Chris Kimball (born August 31, 1955) is a former president and chief executive officer at California Lutheran University from April 2008 to August 2020. Before his tenure at CLU, he served as Provost and Vice President of Academic Affairs at CLU from 2006 to 2008. Previously, he had served as Dean of the Faculty and Provost at Augsburg College in Minneapolis, Minnesota. An alumnus of McGill University in Canada, Kimball received his doctorate from the University of Chicago. Kimball constructed and taught a baseball class at Augsburg College, and has also taught the course "U.S. History Through Baseball" while President of Cal Lutheran.

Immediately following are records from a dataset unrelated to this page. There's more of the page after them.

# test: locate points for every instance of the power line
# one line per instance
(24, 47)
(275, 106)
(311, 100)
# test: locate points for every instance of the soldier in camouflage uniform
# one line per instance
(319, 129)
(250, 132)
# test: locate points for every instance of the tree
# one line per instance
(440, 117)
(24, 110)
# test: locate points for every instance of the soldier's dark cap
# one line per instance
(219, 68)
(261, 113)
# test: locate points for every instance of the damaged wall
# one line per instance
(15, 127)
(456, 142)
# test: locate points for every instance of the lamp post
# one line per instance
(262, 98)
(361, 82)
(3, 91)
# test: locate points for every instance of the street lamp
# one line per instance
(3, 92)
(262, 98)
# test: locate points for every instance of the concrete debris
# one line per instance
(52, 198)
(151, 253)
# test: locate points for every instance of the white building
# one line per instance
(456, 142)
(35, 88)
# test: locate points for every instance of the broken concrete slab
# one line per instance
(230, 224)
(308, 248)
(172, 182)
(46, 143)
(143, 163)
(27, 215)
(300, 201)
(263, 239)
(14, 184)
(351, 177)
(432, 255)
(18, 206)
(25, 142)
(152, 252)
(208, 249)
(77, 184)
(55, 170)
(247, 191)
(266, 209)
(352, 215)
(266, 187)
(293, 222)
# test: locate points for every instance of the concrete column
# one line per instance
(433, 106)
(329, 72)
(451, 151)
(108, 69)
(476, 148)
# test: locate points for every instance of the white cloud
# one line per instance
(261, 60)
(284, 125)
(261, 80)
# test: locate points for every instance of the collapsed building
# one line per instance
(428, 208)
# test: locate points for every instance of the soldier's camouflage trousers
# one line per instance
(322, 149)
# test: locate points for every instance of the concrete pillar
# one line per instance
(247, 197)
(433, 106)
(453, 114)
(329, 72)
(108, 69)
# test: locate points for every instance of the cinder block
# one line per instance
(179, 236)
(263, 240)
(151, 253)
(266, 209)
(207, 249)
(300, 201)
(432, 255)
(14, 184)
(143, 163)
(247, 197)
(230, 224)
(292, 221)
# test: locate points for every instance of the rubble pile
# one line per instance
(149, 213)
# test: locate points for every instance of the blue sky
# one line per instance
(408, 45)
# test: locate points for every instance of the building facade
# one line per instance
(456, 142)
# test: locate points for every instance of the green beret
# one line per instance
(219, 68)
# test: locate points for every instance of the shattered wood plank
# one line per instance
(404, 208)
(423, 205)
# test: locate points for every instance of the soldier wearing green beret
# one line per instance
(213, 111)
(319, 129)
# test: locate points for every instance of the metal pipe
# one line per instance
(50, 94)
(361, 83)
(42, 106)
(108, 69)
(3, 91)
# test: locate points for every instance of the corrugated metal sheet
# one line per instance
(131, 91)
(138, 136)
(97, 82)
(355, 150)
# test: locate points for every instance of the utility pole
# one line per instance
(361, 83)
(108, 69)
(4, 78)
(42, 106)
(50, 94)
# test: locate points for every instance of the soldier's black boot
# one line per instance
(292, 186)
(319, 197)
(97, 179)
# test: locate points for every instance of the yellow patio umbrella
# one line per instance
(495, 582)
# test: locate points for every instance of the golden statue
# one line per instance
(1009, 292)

Kimball, who was a history professor at the University of Nebraska–Lincoln from 1989 to 1991, is also an author and a public speaker on academic affairs. His scholarly work concentrates on American history, specializing in sports history and social history. He was the chief architect of a new strategic plan at CLU, approved by the board in February 2008. The plan focused on attracting and retaining high-quality faculty, student body, and staff, and also investing in facilities and programs such as the $8.5 million Swenson Center for Academic Excellence. Kimball and his family are members of Holy Trinity Lutheran Church in Thousand Oaks.

On October 15, 2019, in an email to university faculty, staff, and students, Kimball announced his intention to not extend his contract beyond the end of the 2019–20 school year. Kimball stated that his decision to leave the university presidency was out of a desire to "return to teaching, as I had always planned, and to spend time on writing projects, some long overdue".